The No. 1 reason why the Malaysia option should be rejected by this parliament is obviously the concern about the failure to be able to protect the most basic human rights of those who have come seeking asylum. It is the No. 1 difference between the proposal for Nauru and the proposal for Malaysia, because at least under the Nauru proposal the Australian government was in charge. Nauru has now become a signatory to the UN convention but nonetheless, importantly, the Australian government was in charge of the facilities. People were still processed in a manner in which their rights were not just respected but guaranteed. That is not the case with regard to Malaysia.

That is why the amendment to what is before the other place should be accepted. Then we could get something done. Then we could get a solution to this issue. Then we could actually see some progress on this very important subject, rather than the government doggedly sticking to an option that even those who really care about this issue in their own party know is an awful, awful solution.

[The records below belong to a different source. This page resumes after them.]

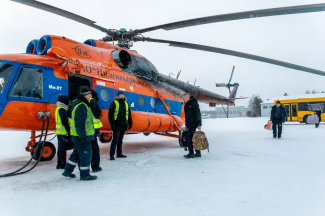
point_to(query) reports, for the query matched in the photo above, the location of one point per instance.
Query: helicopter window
(141, 101)
(5, 73)
(104, 94)
(153, 103)
(169, 106)
(29, 84)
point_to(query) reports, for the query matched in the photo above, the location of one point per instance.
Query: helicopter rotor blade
(237, 54)
(238, 16)
(64, 13)
(232, 73)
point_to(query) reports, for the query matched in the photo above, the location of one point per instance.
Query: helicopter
(55, 65)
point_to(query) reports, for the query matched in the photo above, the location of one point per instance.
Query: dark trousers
(81, 153)
(317, 124)
(62, 157)
(117, 141)
(95, 160)
(189, 137)
(277, 125)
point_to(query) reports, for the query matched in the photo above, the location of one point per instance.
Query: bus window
(294, 110)
(314, 106)
(303, 107)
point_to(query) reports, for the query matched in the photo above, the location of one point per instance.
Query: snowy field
(246, 173)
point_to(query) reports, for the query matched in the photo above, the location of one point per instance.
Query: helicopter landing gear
(105, 137)
(49, 150)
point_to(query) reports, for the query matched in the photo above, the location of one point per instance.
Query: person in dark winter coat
(318, 112)
(278, 116)
(193, 121)
(82, 133)
(62, 131)
(120, 119)
(95, 160)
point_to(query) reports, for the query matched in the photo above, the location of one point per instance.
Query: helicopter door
(106, 92)
(27, 96)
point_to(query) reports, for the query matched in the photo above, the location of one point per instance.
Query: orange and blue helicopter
(30, 83)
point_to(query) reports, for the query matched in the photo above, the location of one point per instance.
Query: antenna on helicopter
(229, 83)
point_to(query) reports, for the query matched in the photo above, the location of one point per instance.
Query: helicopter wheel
(48, 152)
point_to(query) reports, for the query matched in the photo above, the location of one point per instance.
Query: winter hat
(63, 99)
(120, 92)
(84, 90)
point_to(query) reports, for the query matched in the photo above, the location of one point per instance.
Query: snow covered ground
(246, 173)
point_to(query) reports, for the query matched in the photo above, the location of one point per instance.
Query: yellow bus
(298, 108)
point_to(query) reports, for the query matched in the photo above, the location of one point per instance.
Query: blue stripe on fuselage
(132, 99)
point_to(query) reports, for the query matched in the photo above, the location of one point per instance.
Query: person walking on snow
(120, 118)
(82, 133)
(319, 113)
(193, 120)
(62, 130)
(278, 115)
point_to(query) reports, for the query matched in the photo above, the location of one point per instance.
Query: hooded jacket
(80, 118)
(192, 113)
(282, 113)
(120, 123)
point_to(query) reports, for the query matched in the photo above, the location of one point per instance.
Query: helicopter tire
(104, 138)
(48, 152)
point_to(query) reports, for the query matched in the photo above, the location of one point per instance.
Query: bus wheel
(305, 119)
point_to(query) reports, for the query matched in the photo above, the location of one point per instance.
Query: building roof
(292, 97)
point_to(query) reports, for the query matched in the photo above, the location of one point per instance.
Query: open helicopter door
(29, 94)
(105, 89)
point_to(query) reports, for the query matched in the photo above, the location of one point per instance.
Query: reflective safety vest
(97, 122)
(60, 129)
(117, 109)
(89, 125)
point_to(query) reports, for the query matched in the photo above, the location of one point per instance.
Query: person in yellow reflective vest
(82, 133)
(120, 118)
(62, 130)
(95, 159)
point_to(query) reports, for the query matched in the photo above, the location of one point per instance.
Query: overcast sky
(297, 39)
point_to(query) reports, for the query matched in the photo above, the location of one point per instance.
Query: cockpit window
(29, 84)
(5, 73)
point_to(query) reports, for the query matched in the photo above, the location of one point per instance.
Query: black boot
(121, 156)
(68, 174)
(189, 156)
(59, 161)
(88, 178)
(63, 159)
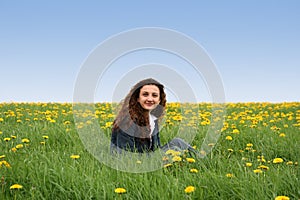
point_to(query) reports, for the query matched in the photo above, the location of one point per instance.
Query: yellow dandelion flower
(16, 186)
(189, 189)
(75, 157)
(281, 135)
(277, 160)
(190, 160)
(282, 198)
(230, 150)
(120, 190)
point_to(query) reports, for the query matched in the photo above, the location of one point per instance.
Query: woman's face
(149, 97)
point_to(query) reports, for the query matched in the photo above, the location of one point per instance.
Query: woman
(135, 128)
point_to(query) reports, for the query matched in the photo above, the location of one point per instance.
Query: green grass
(46, 171)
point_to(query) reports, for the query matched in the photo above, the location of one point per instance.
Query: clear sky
(255, 45)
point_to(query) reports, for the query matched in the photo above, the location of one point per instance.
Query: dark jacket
(128, 140)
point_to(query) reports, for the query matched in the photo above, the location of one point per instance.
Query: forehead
(150, 88)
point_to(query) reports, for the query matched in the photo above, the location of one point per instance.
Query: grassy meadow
(256, 156)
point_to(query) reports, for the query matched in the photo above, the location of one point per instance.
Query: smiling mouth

The two other issues related to this matter of public importance, the mining tax and the climate change policies, which of course have turned into the carbon tax—the carbon tax that Ms Gillard said before the last election would never be introduced under a government she led—are equally areas of policy disaster. They are disasters on a less tragic scale when it comes to human life but certainly on a scale that is significant for the Australian economy, which will have significant ramifications for all Australians going forward. In a few days time, these taxes will take effect and have dramatic repercussions across the Australian economy. The mining tax poses great uncertainty to the budget and this week we have seen total uncertainty as to whether the mining tax will manage to raise any money at all—a remarkable situation. It is totally uncertain as to how this tax will deliver for the Australian government. However, there is no doubt the carbon tax will, in the first three years of a fixed price, raise billions and billions of dollars, a fixed price way above anything applied anywhere else in the world, with a scope and a coverage across the economy far beyond that anywhere else in the world.

Labor's carbon tax will threaten Australian jobs in Australian industry because it is applied here and not applied in the countries who are our major competitors or our major trading partners. It will have a direct cost-of-living impact on all Australians, especially on the millions of Australian households who, as government modelling admits, will be worse off. Across these three areas what does the report card say for Ms Gillard after two years? It says she and the Labor Party have gone backwards on these policy failures.